Assignment 4

By Cherish Ashby

Question 1

A. In the IMDB, there are listings of full cast members for movies. Navigate to http://www.imdb.com/title/tt1201607/fullcredits?ref_=tt_ql_1. Feel free to View Source to get a good idea of what the page looks like in code.

Right clicked document to showcase html text within URL

B. Scrape the page with any R package that makes things easy for you. Of particular interest is the table of the Cast in order of crediting. Please scrape this table (you might have to fish it out of several of the tables from the page) and make it a data.frame() of the Cast in your R environment

Download “SelectorGator” and once installed go to url and select what is need “cast in green and other aspects in red to get the correct XPath

Or

Right click “inspect” on webpage under “Elements” go to the correct code and “right click” and “copy X Path”

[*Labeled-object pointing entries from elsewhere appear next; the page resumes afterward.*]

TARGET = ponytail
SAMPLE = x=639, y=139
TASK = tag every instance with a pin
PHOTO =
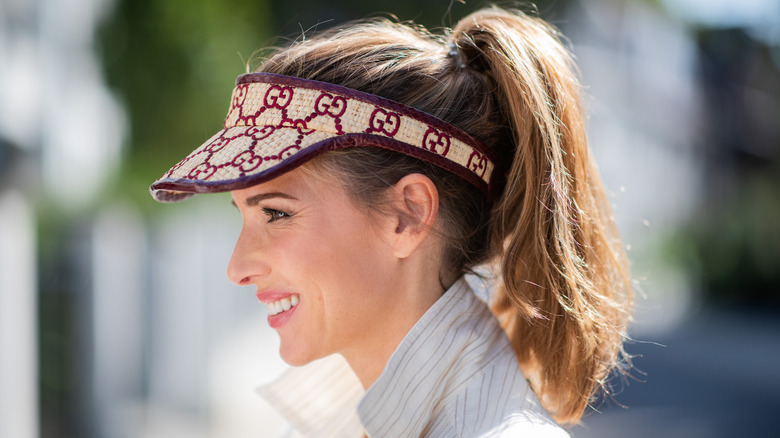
x=565, y=293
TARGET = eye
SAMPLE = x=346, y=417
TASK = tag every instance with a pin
x=275, y=215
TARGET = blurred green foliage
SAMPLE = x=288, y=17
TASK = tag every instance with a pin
x=173, y=63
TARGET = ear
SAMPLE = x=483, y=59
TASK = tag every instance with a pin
x=417, y=206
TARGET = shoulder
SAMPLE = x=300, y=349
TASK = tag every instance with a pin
x=521, y=427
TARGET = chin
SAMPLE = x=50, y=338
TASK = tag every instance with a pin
x=296, y=358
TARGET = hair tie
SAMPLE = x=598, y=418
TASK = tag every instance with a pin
x=454, y=53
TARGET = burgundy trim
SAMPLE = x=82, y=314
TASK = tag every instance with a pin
x=439, y=124
x=190, y=186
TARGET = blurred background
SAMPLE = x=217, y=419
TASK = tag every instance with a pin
x=116, y=319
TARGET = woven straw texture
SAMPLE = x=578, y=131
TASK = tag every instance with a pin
x=270, y=122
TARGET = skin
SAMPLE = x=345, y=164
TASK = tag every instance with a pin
x=363, y=281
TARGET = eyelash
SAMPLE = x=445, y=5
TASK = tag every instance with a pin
x=275, y=215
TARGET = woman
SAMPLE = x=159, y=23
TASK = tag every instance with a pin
x=376, y=164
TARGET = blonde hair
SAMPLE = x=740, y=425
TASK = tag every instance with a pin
x=564, y=295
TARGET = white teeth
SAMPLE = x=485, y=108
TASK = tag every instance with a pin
x=282, y=305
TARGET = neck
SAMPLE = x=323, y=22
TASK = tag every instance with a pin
x=409, y=303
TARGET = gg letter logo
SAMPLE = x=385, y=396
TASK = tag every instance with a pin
x=384, y=121
x=278, y=97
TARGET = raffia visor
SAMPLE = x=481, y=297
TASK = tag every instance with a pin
x=276, y=123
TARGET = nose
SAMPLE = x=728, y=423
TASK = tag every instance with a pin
x=247, y=264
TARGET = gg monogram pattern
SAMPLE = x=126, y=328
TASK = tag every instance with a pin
x=274, y=120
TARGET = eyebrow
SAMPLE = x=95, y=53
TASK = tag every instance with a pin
x=252, y=201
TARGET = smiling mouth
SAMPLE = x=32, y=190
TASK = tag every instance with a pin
x=283, y=305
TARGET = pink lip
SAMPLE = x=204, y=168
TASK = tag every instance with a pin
x=280, y=319
x=271, y=296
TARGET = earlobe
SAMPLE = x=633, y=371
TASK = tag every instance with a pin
x=417, y=200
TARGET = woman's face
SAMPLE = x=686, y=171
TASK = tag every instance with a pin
x=321, y=265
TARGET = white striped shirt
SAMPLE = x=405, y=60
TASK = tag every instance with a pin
x=453, y=375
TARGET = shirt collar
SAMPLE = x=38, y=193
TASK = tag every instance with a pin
x=325, y=398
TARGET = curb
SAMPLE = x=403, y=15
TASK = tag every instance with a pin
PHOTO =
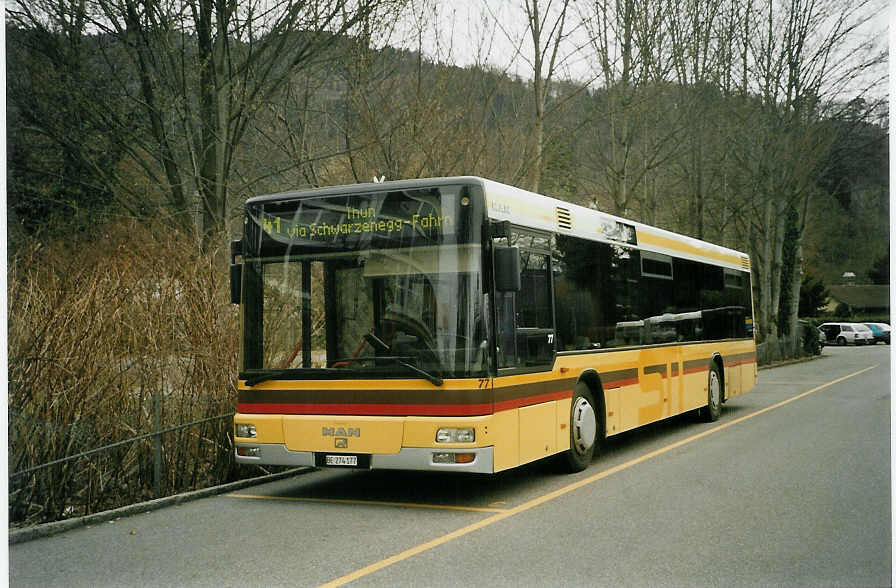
x=48, y=529
x=784, y=362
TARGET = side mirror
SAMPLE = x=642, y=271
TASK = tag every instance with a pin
x=507, y=269
x=236, y=271
x=236, y=279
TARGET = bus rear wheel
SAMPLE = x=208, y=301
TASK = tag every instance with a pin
x=583, y=426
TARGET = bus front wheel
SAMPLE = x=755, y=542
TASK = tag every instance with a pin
x=583, y=425
x=713, y=409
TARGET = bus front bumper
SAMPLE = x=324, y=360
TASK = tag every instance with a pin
x=408, y=458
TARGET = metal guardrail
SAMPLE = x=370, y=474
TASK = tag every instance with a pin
x=83, y=454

C. Clean up Table in RStudio

HPCast <- data.table(fullcredits)
HPCast
> HPCast <- HPCast[-c(1,3)]
HPCast

Update to

HPCastUpdate = data.frame(HPCast)
names(HPCastUpdate) = c("Actor", "Character")
HPCastUpdate

Removed first blank row and “rest of cast listed alphabetically”

HPCastUpdate <- HPCastUpdate[-c(1, 93),]

D. Split the Actor’s name into two columns

HPCastUpdate <-  HPCastUpdate %>% separate(Actor,
        c("FirstName", "Surname"))

E. First 10 rows of data.frame

MyHPCastFirst10

Question 2

A. On the ESPN website, there are statistics of each NBA player. Navigate to the San Antonio Spurs current statistics (likely http://www.espn.com/nba/team/stats/_/name/sa/san-antonio-spurs). You are interested in the Shooting Statistics table.

Right clicked area that you want and select “inspect” and in “Elements” select the code that corresponds to the table “shooting statistics”

B. Scrape the page with any R package that makes things easy for you. There are a few tables on the page, so make sure you are targeting specifically the Shooting Statistics table.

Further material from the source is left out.